The drawing I uploaded is one I drew large, but cannot shrink enough to print. I drew the part ten times as large as the real life prototype part. The scale I model in is 7/8" per foot which is one 13.7th of real size. First, I used the SketchUp “Size” utility to bring the drawing down to full size. Once the scaling frame was in place, I entered 0.1 in the “Scale” box and the drawing shrank to a full size representation of the real part. Then, I tried to repeat the process to get down to one 13.7th of full size by entering 0.073 in the “Scale” box. This yielded a bug-splat dialog box.

Next, I tried to shrink another copy of the part in a single step by entering 0.0073 in the “Scale” box and got a bug-splat.

Finally, I tried saving the full sized file to SU 2016 format and tried the process again with the same results.

The drawing I uploaded has already been shrunk to 1/10 of the size it was drawn. So, it needs to be reduced to 1/13.7 of current size to be of use for 3D printing.

Effectively, I drew the part 137 times life size. Was that too much of an expansion? Is there some specific limit to how much a drawing can be resized downward? Is there something else going on which I don’t understand? I’ll appreciate any advice I can get.


It’s not too large to scale down. You just need to do it correctly. I drew a line 12 in. long in the model space. Then I measured that line with the Tape Measure tool making sure to click at each end. I type 7/8" and hit Enter. SketchUp asks if I want to resize the model to which I agreed.

Just a note, your model needs some cleanup before it’ll be printable. Currently it won’t make a “solid” group or component.


First: Put your part in a component!
Second: Make a copy of your component using the Move tool with the ctrl modifier.
Third: Using the “Scale” tool, scale one of the components by clicking on one corner of the bounding box, then type your scale factor (.00729927 …) and hit enter.

Presto!
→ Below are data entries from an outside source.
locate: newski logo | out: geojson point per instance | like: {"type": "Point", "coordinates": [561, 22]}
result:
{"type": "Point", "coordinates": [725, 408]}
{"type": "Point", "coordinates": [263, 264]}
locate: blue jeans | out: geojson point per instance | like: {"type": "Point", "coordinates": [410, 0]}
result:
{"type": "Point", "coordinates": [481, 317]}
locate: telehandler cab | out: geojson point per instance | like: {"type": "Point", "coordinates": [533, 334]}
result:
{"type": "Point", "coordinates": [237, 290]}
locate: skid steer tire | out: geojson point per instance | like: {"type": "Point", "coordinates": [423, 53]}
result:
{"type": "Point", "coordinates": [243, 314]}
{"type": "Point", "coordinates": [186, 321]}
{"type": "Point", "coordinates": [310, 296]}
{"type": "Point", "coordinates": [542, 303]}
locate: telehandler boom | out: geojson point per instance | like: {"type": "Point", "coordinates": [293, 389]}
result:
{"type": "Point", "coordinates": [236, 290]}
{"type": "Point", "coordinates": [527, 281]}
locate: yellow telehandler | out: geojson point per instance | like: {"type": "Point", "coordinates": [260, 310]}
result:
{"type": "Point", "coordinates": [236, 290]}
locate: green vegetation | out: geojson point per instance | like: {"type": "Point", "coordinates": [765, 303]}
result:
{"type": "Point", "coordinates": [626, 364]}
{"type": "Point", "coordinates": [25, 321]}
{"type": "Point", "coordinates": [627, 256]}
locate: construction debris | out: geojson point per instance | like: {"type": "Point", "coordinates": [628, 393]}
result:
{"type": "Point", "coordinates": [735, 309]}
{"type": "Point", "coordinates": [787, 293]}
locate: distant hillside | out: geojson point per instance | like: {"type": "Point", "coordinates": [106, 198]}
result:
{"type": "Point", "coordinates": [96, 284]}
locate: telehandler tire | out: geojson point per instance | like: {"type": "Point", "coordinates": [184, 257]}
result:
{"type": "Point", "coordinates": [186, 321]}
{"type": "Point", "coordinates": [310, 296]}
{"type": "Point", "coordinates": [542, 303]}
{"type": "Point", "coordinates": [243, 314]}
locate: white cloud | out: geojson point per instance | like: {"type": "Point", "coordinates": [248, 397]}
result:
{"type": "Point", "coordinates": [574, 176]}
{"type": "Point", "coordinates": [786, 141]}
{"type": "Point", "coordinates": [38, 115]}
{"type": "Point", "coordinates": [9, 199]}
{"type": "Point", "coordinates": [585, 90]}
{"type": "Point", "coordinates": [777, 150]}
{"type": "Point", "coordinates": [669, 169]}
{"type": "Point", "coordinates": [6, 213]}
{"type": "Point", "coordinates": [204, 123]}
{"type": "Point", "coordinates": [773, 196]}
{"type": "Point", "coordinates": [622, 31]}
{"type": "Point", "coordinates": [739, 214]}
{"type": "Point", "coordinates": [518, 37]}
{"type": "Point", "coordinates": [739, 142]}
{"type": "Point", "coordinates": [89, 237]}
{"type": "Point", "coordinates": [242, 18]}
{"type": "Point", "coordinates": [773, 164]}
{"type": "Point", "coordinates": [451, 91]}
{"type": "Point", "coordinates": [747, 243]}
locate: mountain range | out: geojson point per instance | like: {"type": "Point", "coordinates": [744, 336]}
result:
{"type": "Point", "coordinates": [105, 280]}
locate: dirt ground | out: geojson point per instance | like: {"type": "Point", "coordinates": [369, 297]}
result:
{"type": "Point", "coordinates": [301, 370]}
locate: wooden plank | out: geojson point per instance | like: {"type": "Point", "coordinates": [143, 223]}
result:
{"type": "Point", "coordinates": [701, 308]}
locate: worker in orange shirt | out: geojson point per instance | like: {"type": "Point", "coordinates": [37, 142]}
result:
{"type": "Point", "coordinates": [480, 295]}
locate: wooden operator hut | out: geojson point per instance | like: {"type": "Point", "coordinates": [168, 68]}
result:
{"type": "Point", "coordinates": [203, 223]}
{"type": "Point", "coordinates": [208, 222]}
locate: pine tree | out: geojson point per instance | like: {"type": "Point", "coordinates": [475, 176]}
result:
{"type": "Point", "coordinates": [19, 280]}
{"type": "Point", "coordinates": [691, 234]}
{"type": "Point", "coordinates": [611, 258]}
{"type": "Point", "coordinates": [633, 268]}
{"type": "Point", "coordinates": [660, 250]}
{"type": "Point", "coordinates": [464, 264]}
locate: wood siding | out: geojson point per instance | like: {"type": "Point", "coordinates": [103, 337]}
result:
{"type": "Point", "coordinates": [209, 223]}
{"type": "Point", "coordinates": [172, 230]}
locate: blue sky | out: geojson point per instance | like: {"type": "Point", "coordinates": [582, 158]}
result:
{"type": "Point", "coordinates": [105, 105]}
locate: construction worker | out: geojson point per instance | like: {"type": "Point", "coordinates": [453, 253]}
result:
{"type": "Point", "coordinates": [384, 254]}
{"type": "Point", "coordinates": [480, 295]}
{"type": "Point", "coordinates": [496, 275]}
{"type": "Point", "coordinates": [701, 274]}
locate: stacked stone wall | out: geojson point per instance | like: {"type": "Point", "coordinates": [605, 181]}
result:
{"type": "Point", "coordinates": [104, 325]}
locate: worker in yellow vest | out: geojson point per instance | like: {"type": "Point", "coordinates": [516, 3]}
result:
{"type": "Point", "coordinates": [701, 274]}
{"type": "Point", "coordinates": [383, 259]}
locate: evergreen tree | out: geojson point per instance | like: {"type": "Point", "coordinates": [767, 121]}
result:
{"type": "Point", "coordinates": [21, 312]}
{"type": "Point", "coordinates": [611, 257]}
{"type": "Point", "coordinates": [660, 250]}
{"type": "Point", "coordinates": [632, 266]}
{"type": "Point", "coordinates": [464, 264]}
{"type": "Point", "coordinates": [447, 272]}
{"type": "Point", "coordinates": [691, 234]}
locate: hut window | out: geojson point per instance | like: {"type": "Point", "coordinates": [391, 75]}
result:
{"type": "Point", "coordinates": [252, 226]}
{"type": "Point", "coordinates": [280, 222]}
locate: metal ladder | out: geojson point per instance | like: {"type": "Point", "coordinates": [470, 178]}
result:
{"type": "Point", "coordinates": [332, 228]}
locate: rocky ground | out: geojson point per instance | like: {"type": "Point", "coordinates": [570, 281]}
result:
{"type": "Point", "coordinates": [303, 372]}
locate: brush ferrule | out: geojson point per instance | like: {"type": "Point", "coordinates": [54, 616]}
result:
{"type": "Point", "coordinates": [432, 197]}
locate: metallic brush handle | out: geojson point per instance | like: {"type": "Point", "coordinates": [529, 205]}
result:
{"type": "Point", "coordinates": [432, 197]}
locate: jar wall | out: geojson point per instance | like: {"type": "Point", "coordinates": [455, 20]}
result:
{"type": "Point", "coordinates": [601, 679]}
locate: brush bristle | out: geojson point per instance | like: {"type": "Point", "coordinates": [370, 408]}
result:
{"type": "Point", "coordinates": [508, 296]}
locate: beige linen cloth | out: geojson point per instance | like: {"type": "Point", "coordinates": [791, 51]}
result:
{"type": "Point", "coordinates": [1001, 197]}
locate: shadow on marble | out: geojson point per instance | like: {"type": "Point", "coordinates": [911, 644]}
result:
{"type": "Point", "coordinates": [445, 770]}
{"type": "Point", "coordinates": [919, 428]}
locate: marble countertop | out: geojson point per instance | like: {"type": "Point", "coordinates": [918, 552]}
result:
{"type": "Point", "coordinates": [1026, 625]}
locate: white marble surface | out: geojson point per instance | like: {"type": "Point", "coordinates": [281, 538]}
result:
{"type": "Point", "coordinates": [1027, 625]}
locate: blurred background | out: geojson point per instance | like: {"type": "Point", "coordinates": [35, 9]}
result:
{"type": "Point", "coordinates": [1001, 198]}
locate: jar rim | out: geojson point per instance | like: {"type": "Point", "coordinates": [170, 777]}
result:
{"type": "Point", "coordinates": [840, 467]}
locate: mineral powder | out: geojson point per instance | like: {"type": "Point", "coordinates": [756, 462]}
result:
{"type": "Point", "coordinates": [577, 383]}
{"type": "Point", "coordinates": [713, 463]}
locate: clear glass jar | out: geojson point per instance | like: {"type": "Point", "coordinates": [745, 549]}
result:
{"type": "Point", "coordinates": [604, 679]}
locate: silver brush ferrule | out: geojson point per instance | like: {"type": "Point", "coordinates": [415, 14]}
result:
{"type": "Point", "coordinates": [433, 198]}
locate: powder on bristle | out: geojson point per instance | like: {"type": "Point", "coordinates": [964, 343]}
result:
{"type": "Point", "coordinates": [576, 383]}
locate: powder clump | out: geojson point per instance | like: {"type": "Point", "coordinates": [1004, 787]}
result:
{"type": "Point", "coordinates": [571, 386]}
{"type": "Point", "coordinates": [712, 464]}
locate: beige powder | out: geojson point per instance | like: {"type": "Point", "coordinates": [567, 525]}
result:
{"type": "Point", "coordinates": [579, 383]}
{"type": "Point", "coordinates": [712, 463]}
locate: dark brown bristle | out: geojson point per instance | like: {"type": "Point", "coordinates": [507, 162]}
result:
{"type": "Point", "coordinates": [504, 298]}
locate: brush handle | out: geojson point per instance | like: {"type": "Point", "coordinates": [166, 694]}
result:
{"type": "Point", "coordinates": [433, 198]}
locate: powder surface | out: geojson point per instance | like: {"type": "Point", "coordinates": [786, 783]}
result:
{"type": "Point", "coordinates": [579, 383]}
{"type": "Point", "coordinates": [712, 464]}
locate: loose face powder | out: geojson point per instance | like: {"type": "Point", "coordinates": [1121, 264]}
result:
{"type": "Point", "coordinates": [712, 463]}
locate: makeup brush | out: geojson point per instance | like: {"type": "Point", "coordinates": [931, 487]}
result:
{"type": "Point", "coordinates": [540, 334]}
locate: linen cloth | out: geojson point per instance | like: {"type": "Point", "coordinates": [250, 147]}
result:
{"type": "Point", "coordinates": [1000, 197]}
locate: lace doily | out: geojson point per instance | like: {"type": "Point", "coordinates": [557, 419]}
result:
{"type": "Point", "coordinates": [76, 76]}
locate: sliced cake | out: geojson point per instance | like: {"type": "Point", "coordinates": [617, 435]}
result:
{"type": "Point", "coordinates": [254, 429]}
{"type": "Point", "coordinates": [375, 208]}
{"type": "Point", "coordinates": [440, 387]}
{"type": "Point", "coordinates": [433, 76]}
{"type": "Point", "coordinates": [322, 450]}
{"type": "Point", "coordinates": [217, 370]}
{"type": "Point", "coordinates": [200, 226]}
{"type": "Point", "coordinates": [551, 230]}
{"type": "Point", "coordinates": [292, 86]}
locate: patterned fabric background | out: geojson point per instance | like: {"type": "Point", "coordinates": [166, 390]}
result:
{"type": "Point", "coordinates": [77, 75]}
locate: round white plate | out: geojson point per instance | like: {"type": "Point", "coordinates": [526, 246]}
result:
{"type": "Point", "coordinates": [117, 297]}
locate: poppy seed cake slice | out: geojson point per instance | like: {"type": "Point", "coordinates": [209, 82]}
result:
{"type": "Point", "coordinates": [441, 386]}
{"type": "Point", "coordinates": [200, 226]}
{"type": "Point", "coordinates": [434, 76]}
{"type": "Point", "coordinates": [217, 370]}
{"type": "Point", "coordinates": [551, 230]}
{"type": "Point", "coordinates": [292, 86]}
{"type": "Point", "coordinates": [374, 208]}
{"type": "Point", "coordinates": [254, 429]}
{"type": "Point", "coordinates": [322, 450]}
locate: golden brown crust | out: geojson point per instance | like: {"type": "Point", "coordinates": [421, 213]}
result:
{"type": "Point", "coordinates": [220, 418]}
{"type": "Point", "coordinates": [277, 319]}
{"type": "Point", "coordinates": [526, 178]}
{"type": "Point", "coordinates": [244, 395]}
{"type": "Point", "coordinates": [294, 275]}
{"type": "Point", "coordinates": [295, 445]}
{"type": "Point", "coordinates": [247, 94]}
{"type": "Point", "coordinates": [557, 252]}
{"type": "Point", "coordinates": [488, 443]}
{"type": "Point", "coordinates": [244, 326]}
You now have your original model and a copy at the size you want to print. When you’re ready to print, save the actual size copy and print only that.

The beauty of using components here is that any changes you make in the big part are reflected in the small part automagically!

Edit: Looks like @DaveR and I posted simultaneously. His comments regarding the need to fix your model so that it’s a “solid” are spot on!

In the future, I’d recommend drawing at a power of 10 (10, 100, 1000) of the actual size. It’s a lot easier to scale down when ready.


That little tidbit of knowledge just made my DAY! Thank you!


Okay What are you using for G-Code maker ? I use Slic3r . . And it has Scale with which I used to make a Farrari down to where ti would fit on my Printers area . . of 195 by 195 by 185 tall .( about a 6.5 inch cube ) .I use Repetier -Host to Print with . . Exported to a STI file and took it into Slic3r then scaled it down to 50 % ( took a bit of time ) and then made G-Code for the Printer
Says it will take about 2 hours to make the Red Car
Heated Bed size is 200 X 200 by 190 tall . .


@Robajohn: One caveat: This is true as long as you keep having the component instances share the same definition. This relation is severed if you apply “Make Unique” to one of them - so don’t do that!


I leverage this frequently for drawing small details. I generally start drawing at actual size. Before doing anything that would result in problems like missing edges or faces (such as Follow Me) I make a component of the geometry. Then I make a copy of the component, scale the copy up and work on it. When I’m finished with the large copy I close it and delete it. then I return to the original which has everything done to it.


Credit where credit is due department: I learned this from @DaveR!


Ah, yes. Success. I like the idea of using components. I now have a drawing with components in both the as-drawn and as-needed scales.


Note that instances of a component are created from the component’s definition every time. So, you don’t need to retain both the enlarged and the real-size instances; you can create a new instance and scale it any time you want.